Откройте актуальную версию документа прямо сейчас
Если вы являетесь пользователем интернет-версии системы ГАРАНТ, вы можете открыть этот документ прямо сейчас или запросить по Горячей линии в системе.
Приложение N 3
к приказу Минздрава СССР
от 2 августа 1978 г. N 720
Инструкция
по бактериологическому обследованию на выявление носителей
патогенного стафилококка и проведению санации *
1. Общие положения
1.1. Инструкция предназначена:
Для руководителей:
- лечебно-профилактических учреждений, в составе которых имеются отделения хирургического профиля, палаты или отделения реанимации и интенсивной терапии;
- для работников санитарно-эпидемиологических станций;
- для работников бактериологических лабораторий.
1.2. В последние два десятилетия наблюдается рост внутрибольничных инфекций, одним из возбудителей которых является патогенный стафилококк.
1.3. По принятой классификации семейством Micrococaccas включает 3 рода: Micrococaccas, Staphylococcus, Planococcus
1.4. Для медицинской практики наиболее важно дифференцировать стафилококки от микрококков, которые имеют сходную со стафилококком морфологию клеток и нередко выделяются из одних и тех же объектов.
1.5. Род Syaphylococcus состоит из трех видов: St.aureus, St.epidermidis, St.saprophyticus.
1.6. В настоящее время четко показано этиологическое значение при гнойно-септических заболеваниях вида St.aureus.

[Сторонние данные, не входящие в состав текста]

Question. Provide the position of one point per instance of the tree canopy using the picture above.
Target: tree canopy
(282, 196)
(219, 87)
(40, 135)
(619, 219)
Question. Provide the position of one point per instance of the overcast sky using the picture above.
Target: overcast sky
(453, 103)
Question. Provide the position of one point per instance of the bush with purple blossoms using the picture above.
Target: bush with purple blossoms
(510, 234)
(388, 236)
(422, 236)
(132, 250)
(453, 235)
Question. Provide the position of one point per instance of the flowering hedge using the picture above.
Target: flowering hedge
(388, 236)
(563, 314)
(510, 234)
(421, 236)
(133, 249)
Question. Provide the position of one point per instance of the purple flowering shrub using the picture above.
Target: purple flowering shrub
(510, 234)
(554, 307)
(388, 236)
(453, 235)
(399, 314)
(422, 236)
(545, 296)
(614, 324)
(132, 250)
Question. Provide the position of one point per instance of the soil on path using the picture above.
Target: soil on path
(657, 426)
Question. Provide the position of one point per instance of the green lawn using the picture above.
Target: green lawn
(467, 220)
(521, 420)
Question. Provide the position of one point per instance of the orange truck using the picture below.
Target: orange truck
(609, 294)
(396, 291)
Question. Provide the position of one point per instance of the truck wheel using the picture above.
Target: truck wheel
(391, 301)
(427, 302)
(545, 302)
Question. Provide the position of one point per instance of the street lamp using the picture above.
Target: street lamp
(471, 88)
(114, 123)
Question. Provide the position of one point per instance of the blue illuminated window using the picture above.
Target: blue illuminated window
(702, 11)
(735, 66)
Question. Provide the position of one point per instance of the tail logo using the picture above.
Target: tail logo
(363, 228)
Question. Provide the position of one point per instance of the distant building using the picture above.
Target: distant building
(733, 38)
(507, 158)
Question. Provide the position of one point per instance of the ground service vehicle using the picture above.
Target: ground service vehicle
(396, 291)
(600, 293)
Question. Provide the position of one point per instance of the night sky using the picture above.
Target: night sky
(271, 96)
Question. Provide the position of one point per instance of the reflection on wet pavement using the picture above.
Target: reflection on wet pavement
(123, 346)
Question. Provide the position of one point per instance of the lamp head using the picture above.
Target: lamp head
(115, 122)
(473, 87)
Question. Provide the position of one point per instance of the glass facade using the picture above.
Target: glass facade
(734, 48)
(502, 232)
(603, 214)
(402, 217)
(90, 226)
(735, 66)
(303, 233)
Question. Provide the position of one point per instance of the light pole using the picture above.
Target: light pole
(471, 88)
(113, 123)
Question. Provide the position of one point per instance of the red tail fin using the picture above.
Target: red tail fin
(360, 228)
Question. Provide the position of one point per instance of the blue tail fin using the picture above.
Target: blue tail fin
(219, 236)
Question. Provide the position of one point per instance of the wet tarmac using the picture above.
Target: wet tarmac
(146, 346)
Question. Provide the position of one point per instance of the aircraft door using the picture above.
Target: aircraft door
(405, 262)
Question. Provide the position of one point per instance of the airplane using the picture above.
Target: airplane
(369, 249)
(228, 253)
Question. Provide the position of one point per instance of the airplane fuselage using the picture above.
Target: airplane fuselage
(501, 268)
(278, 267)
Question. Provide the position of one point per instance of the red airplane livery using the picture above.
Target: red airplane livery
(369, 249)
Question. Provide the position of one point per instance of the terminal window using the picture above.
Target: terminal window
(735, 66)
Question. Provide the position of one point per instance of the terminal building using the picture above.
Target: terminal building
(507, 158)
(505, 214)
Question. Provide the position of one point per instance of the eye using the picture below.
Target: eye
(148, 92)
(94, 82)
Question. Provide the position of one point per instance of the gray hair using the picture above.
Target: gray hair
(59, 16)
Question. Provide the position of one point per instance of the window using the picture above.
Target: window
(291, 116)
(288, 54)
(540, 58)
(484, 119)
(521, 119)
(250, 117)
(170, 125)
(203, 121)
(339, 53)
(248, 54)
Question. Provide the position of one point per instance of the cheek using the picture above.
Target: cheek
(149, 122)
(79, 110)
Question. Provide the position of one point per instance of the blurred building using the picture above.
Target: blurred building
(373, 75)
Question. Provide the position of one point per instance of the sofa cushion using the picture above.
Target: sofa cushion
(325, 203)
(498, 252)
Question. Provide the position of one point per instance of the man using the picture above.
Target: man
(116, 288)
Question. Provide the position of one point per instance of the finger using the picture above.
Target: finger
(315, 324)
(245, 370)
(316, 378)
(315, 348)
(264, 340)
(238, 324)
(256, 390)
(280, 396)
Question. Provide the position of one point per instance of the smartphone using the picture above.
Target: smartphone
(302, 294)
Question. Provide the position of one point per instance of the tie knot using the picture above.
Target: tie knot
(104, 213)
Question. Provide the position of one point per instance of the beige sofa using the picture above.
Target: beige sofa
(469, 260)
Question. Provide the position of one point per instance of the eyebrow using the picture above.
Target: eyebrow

Роль вида St.epidermidis значительно меньше и возможна у ослабленных больных, лиц, страдающих диабетом, получающих большие дозы рентгено - и радиотерапии, а также при заболеваниях мочевыводящих путей.
1.7. Распространение стафилококковой инфекции происходит воздушно-капельным и контактными путями.
1.8. Основным источником стафилококковой инфекции в лечебно-профилактических учреждениях является человек/больной или здоровый бактерионоситель) из числа:
- больных гнойно-септическими острыми и хроническими процессами,
- медицинского и обслуживающего персонала (с локализацией возбудителя на слизистых оболочках носа, зева, на коже и в раневой поверхности).
1.9. Одной из мер профилактики внутрибольничных осложнений является своевременная изоляция больных и выявление носителей патогенного стафилококка с последующей санацией.
2. Организационные мероприятия по выявлению бактерионосителей
2.1. Каждый сотрудник, поступающий на работу в лечебно-профилактическое учреждение, проходит полный медицинский осмотр и включающий обследование отоларингологом и стоматологом.
2.2. Работающий персонал должен быть взят под диспансерное наблюдение для своевременного выявления и излечения кариозных зубов, хронических воспалительных очагов в верхних дыхательных путях и ротовой полости, субтрофических состояний слизистых носа и зева, а также своевременного выявления носительства персоналом St.aureus (1 раз в 6 месяцев - плановое обследование).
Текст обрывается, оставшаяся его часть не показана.